Stellenbosch landowners' interdict application against occupiers postponed
A Stellenbosch property trust will have to wait another week for further direction on how to handle the illegal occupation of a portion of their land by a group who have renamed it "Azania".
The application for an interdict by the owners of Watergang, near the family's Louiesenhof winery, was postponed to September 6 in a quick hearing in the Western Cape High Court on Wednesday.
Further assessment of the circumstances of those living there is now being conducted.
The last postponement was on August 21, because advocate Ayanda Gladile had been appointed after residents of the shacks in question collected money for a legal fightback, and he needed time to prepare.
Judge Robert Henney granted the postponement with costs to stand over, while a group of about 100 people sang outside the court from early in the morning.
Speaking on the side-lines of the application, Gladile told News24 that so far about 40% of the residents living in about 900 shacks had been interviewed to establish their individual socio-economic needs for the purposes of opposing the eviction.
The interdict application was brought by Wynand Stephanus Smit, Pieter Steenkamp, Manie Malan and Esme Smit in their capacities as trustees of the WS Smit Watergang Trust, following alleged illegal occupations which began in May.

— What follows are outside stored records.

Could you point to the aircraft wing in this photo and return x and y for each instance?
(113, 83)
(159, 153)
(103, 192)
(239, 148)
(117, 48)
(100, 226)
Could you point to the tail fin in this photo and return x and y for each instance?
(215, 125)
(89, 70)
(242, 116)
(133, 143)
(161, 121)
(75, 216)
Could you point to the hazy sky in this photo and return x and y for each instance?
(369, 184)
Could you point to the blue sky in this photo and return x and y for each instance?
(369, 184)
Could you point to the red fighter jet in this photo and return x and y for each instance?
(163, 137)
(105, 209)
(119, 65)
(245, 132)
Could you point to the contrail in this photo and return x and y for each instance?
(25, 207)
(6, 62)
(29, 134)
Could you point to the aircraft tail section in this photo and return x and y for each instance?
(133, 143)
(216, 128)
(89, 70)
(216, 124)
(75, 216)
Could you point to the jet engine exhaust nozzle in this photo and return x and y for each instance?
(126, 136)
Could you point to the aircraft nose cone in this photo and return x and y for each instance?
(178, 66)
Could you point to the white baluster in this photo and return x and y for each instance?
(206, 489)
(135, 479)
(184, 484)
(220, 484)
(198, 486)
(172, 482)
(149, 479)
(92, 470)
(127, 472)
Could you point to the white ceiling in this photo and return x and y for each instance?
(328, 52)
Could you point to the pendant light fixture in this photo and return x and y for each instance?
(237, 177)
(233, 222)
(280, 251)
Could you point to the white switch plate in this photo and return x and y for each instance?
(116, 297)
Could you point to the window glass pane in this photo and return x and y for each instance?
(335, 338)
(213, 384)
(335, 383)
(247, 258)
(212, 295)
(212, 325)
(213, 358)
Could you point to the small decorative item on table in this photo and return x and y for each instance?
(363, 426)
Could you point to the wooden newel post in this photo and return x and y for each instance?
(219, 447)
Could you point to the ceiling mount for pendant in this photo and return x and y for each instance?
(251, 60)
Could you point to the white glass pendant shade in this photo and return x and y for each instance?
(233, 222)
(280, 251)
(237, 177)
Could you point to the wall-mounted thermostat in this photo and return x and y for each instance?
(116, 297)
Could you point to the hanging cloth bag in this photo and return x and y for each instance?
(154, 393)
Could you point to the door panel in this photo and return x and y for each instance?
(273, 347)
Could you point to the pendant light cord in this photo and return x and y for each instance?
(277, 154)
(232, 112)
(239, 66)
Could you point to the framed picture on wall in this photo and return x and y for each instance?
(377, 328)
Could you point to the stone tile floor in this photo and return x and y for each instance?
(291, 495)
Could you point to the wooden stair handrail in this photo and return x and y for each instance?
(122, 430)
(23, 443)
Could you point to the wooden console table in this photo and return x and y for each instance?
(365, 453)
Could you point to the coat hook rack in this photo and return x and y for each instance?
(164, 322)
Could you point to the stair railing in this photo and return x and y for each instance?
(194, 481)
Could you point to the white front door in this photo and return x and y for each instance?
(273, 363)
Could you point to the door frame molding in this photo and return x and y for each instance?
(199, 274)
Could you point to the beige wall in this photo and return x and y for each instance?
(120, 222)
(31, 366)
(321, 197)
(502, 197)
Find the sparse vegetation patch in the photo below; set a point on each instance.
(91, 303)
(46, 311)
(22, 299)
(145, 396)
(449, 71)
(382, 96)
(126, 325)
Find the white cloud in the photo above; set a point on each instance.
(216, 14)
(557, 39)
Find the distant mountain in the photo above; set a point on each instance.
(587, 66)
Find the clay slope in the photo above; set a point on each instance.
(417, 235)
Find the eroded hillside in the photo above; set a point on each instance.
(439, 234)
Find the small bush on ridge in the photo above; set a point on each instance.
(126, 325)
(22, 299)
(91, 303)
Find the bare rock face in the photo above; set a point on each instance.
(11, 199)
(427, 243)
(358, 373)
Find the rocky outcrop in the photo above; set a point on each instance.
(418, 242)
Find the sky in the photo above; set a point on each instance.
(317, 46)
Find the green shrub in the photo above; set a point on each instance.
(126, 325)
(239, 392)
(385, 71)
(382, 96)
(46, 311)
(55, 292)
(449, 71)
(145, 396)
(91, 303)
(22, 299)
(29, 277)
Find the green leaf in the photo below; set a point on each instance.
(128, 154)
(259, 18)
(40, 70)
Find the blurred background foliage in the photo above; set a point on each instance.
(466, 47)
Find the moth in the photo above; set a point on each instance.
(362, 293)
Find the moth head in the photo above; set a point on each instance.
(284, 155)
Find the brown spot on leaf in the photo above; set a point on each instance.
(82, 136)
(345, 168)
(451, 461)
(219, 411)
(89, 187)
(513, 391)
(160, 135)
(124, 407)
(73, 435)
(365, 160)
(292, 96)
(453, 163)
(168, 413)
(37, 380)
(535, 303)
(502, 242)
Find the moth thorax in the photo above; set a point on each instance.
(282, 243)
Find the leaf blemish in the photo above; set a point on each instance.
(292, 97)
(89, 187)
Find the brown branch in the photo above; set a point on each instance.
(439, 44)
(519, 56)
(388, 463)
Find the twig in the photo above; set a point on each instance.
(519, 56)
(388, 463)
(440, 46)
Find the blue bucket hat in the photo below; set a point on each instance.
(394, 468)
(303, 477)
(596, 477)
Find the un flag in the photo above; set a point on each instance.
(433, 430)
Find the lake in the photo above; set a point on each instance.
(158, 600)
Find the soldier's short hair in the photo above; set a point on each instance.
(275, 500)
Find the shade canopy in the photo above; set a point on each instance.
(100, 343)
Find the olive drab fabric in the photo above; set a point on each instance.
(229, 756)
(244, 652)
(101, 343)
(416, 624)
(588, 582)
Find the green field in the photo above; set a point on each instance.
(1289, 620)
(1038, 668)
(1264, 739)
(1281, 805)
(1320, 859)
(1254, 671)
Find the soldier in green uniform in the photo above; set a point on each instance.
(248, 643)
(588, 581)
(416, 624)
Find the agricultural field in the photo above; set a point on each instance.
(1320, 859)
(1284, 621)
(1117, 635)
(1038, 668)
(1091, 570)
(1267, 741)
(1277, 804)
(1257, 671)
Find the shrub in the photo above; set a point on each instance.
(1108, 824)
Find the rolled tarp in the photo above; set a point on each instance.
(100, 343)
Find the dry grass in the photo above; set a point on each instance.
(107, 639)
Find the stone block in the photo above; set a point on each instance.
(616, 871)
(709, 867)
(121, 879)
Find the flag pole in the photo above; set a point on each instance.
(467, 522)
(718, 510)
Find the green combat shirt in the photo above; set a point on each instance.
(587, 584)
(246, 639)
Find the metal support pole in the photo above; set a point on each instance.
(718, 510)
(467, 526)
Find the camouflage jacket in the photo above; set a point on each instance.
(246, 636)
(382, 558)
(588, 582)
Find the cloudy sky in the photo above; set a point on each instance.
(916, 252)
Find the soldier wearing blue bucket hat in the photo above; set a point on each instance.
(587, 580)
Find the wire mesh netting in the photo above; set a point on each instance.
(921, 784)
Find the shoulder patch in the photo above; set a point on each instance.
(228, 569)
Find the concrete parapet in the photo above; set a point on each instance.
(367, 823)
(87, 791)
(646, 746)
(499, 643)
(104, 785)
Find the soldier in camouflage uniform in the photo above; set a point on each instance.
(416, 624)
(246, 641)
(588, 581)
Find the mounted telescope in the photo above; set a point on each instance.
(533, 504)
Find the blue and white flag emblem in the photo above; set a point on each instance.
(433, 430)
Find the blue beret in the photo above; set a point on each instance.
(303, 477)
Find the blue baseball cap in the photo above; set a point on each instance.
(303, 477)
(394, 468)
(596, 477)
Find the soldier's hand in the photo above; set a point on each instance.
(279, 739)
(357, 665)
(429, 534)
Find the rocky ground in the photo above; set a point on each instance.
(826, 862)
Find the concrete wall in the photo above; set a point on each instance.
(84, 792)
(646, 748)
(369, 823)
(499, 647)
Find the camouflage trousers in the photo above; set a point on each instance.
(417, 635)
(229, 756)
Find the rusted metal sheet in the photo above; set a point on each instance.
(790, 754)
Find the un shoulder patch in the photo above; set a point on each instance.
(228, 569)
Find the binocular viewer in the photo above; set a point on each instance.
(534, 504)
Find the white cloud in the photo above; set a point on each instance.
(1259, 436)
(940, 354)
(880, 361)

It was against "any and all unknown persons attempting to occupy farm 183, portion 5, Stellenbosch, (also known as Watergang); the sheriff of the district of Stellenbosch and the Station Commander of the SA Police Services, Stellenbosch".
The land forms part of the Koopmanskloof Farm.
A first interdict to remove them was issued in May, and then a second in August.
Basic services to be supplied
The owners and people living on the land now have an agreement that, until the latest interdict application to remove everybody is finalised, no more shacks will be built.
The Stellenbosch municipality has also agreed to supply basic services such as water, and has indicated that it is doing upgrades in Kayamandi, a suburb in Stellenbosch where many of the new occupants came from.
Gladile said outside court that so far the team conducting the information gathering had established that the shacks were occupied by a minimum of four people each, with some shacks accommodating up to seven people.
They were primarily former backyarders of Kayamandi who had said previously that they could not afford rent.
The legal teams are also planning a meeting with Western Cape Judge President John Hlophe on September 7 to set timelines for the eventual hearing of the application.
The municipality has also briefed legal counsel.
After a few spirited songs outside the court following the postponement, the group went back home again.